Fake emissions tests cheat consumers and the environment

New evidence suggests that recently-introduced EU emissions tests for cars and vans are already being manipulated by car manufacturers. Ellie Davies, the CCC’s Transport Analyst, explains why that’s bad news for the UK’s climate change targets, and the public.

The European Commission has found evidence that carmakers are already manipulating new tests that estimate the fuel efficiency of new cars, according to a report in the Financial Times this week. It’s bad news, and particularly disappointing after the ‘Dieselgate’ scandal in 2015, which has led to widespread loss of public trust in car manufacturers.

This matters if the UK is to tackle emissions from transport – now the most polluting sector of the economy. One of our key messages to Government in our recent Progress Report to Parliament was the need for ambitious fuel economy and emissions standards for new cars and vans, combined with strict enforcement of those standards. This will both drive innovation and protect consumers from being cheated at the fuel pump. It is now critical that new car and van fuel efficiency targets for 2025 and 2030 are set in the UK to deliver emissions reductions at a rate which will meet the carbon budgets approved by Parliament.

The EU targets for 2025 will be set using the new light vehicle test procedure, known as WLTP, and are based on a percentage reduction in fuel (and emissions) per km driven from 2020/21. The targets are set using the average performance of all new cars and vans sold by that manufacturer in that year. By manipulating the test to achieve an artificially high starting point in 2020, manufacturers will effectively have an easier target to reach in 2025, reducing the need to deliver any real efficiency improvements.

So what’s going on? Evidence has been found that manufacturers are deliberately carrying out tests on vehicles with depleted batteries, disabling start-stop systems that reduce emissions and driving cars in inefficient gears. Configuring vehicles in this way falsely raises the ‘starting point’ from which emissions reductions in 2025 will be measured. Manufacturers are also permitted to declare a fuel consumption value that slightly exceeds the value measured during the test. The evidence shows that, on average, manufacturers are inflating their results by 4.5% – simply declaring higher values than those measured.

This opportunity to manipulate results has arisen because of a change in test procedure, from the current one to the new WLTP approach, with the aim of delivering test values closer to those motorists actually achieve on the road.

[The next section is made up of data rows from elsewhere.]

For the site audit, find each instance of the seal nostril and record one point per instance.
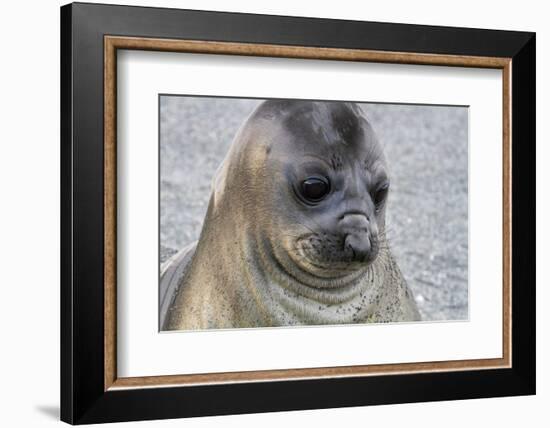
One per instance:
(359, 246)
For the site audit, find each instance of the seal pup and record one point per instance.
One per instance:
(295, 228)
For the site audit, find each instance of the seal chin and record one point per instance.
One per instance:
(340, 265)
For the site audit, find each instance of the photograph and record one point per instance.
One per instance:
(295, 212)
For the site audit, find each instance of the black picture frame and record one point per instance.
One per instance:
(83, 396)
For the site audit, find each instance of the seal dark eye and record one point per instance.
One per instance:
(314, 189)
(380, 195)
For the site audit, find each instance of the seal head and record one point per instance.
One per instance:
(295, 229)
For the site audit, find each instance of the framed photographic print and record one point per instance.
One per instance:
(265, 213)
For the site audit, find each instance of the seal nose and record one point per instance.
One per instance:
(359, 245)
(355, 227)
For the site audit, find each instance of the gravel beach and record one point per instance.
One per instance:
(427, 215)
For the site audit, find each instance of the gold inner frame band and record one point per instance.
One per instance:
(113, 43)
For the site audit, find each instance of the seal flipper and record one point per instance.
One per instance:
(171, 273)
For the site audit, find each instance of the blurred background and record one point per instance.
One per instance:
(427, 216)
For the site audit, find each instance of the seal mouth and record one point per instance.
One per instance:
(333, 256)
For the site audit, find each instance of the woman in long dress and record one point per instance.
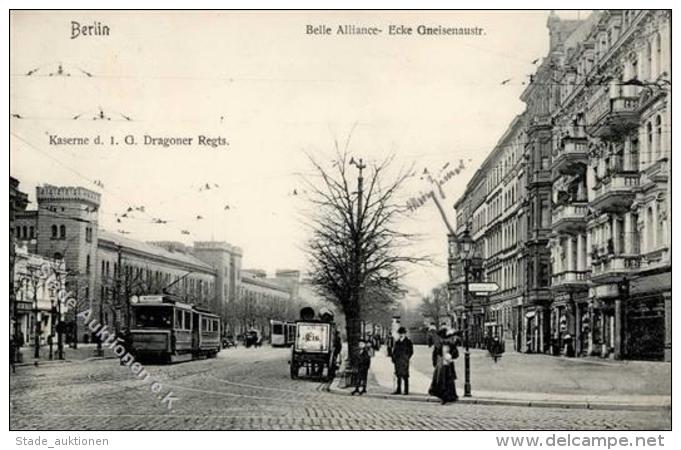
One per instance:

However, even the new test does not accurately reflect real driving conditions, with an estimated 31% difference between the values measured by the test and in real world driving.

The Government recently published a new Road to Zero strategy, which sets out how it plans to reduce emissions from UK road transport to zero by 2050. Although the new strategy fails to mention any concerns about the new test procedure, it does note that the proposed EU Commission regulations are not ambitious enough for the UK. The Government now needs to ensure new car and van fuel efficiency after 2020 is regulated in a way that avoids any exploitation of loopholes; and if the UK remains party to the EU targets it must put pressure on the EU to deliver a test regime that is fit for purpose – fair for the consumer and the environment.

There is some hope. From 2020/2021, all new cars and vans sold must have a fuel consumption meter which gives an accurate measurement of how much fuel is consumed (and therefore how much CO2 is emitted) whilst the vehicles are being driven on real roads by real drivers. Our recent report to Parliament recommended that data from these meters should be used to ensure that the gap between the reported test data and the real-world driving performance of cars is not allowed to grow. Alternatively, the test procedure could be reinforced by a real-world driving test. This has already been implemented in the new air quality test procedure, to reduce opportunities for carmakers to manipulate the regulations.

Strong, strictly enforced CO2 regulations are important to ensure manufacturers develop, market and sell electric and other ultra-low emission vehicles. This is the most cost-effective way to meet climate change targets, as well as ensuring that customers are not deceived on dealer forecourts and left paying inflated fuel bills.

Currently, under 3% of manufacturer advertising spend goes towards electric models in the EU’s largest car markets – Germany, France, the UK, Italy and Spain – and there are long waiting lists for many EV models too. Well-designed regulations can help to ensure that manufacturers increase the variety and volume of electric cars for sale and actively market them to consumers, ensuring both greenhouse gas and air quality targets are met.